Spatial Epidemiology Lab. Université Libre de Bruxelles, Brussels, Belgium.
Control of Infectious Diseases Department, Institute of Public Health, Tirana, Albania.
PLoS Negl Trop Dis. 2018 Feb 12;12(2):e0006236. doi: 10.1371/journal.pntd.0006236. eCollection 2018 Feb.

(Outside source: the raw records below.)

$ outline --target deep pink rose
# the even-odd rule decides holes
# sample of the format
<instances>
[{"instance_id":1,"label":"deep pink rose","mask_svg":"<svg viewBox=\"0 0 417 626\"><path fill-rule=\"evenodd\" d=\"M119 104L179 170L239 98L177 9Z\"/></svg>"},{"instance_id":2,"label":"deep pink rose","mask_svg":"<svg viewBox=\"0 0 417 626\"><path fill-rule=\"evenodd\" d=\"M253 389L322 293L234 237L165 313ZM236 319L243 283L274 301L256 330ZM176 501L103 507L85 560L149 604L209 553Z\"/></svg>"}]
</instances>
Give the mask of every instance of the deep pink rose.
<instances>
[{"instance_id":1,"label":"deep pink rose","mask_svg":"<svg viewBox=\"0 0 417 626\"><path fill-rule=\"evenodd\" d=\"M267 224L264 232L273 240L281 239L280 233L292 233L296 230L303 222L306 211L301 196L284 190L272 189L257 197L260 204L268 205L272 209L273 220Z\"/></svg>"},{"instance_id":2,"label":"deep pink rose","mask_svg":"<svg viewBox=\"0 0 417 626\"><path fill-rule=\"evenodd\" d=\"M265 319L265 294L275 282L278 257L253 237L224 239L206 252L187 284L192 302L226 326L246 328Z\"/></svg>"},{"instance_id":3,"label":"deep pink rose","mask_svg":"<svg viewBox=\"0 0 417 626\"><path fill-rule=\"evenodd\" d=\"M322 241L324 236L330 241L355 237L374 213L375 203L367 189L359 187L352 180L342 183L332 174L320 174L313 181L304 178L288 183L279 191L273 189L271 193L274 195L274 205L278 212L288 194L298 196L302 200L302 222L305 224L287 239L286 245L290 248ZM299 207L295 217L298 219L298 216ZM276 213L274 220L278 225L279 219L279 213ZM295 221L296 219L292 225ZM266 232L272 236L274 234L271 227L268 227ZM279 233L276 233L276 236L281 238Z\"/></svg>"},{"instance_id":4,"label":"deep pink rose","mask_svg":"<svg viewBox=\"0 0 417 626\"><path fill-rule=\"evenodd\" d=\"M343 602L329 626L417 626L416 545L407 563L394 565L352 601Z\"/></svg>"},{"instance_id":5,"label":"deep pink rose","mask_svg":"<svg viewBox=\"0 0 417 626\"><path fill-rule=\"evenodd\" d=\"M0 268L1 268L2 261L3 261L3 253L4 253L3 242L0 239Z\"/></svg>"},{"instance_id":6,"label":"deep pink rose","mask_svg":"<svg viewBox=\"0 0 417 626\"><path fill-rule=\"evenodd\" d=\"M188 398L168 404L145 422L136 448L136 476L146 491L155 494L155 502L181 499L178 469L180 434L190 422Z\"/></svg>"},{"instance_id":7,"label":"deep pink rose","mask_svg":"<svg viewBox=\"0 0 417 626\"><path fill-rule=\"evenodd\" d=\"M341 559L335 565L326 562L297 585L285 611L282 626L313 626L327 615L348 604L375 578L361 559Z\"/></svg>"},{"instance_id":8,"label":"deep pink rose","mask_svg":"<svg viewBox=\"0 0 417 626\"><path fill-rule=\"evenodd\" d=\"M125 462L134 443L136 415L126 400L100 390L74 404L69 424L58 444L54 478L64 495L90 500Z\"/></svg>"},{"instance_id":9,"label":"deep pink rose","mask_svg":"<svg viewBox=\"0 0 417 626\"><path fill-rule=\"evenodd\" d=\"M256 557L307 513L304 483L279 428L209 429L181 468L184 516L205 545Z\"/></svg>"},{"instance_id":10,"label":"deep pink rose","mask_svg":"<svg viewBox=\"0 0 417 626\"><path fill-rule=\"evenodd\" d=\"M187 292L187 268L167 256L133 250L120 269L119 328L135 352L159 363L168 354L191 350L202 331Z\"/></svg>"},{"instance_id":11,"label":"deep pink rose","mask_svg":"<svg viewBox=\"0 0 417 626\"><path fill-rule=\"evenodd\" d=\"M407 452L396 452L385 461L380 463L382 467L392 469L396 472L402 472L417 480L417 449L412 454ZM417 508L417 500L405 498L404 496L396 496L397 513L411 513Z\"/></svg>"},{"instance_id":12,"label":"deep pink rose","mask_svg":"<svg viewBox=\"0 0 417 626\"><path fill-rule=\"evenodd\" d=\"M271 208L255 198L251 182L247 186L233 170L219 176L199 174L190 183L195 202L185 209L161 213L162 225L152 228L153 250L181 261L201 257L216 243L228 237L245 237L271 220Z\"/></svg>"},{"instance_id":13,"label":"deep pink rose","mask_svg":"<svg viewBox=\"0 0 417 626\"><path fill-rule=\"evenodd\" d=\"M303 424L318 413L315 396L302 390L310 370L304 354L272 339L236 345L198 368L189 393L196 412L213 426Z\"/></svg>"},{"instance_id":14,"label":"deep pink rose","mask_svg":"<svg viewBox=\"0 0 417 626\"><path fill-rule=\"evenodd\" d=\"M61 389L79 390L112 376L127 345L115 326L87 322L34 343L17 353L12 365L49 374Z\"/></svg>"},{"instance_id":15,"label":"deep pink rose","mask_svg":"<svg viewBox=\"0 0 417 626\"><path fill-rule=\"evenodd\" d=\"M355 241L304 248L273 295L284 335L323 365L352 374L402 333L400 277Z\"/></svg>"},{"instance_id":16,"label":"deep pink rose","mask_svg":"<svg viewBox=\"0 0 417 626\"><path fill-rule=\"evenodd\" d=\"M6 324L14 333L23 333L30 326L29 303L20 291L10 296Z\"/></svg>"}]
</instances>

The increasing spread of the Asian tiger mosquito, Aedes albopictus, in Europe and US raises public health concern due to the species competence to transmit several exotic human arboviruses, among which dengue, chikungunya and Zika, and urges the development of suitable modeling approach to forecast the spatial and temporal distribution of the mosquito. Here we developed a dynamical species distribution modeling approach forecasting Ae. albopictus eggs abundance at high spatial (0.01 degree WGS84) and temporal (weekly) resolution over 10 Balkan countries, using temperature times series of Modis data products and altitude as input predictors. The model was satisfactorily calibrated and validated over Albania based observed eggs abundance data weekly monitored during three years. For a given week of the year, eggs abundance was mainly predicted by the number of eggs and the mean temperature recorded in the preceding weeks. That is, results are in agreement with the biological cycle of the mosquito, reflecting the effect temperature on eggs spawning, maturation and hatching. The model, seeded by initial egg values derived from a second model, was then used to forecast the spatial and temporal distribution of eggs abundance over the selected Balkan countries, weekly in 2011, 2012 and 2013. The present study is a baseline to develop an easy-handling forecasting model able to provide information useful for promoting active surveillance and possibly prevention of Ae. albopictus colonization in presently non-infested areas in the Balkans as well as in other temperate regions.
亚洲虎蚊(Aedes albopictus)在欧洲和美国的传播范围不断扩大,引起了公众对健康的关注,因为该物种有能力传播几种外来的人类虫媒病毒,包括登革热、基孔肯雅热和寨卡病毒,并促使人们开发合适的建模方法来预测蚊子的时空分布。在这里,我们使用 Modis 数据产品的温度时间序列和海拔作为输入预测因子,开发了一种动态物种分布建模方法,以每周的高空间分辨率(0.01 度 WGS84)预测 10 个巴尔干国家的白纹伊蚊卵的丰度。该模型在阿尔巴尼亚进行了令人满意的校准和验证,根据该模型,每周监测三年期间的实际卵丰度数据。对于一年中的给定周,卵丰度主要由前几周记录的卵数和平均温度来预测。也就是说,结果与蚊子的生物周期一致,反映了温度对卵孵化、成熟和孵化的影响。然后,该模型通过源自第二个模型的初始卵值进行播种,用于每周预测选定的巴尔干国家的卵丰度的时空分布,时间范围为 2011 年、2012 年和 2013 年。本研究为开发一种易于操作的预测模型提供了基线,该模型能够提供有用的信息,有助于在巴尔干半岛以及其他温带地区的目前未受感染地区促进对亚洲虎蚊的主动监测和可能的预防。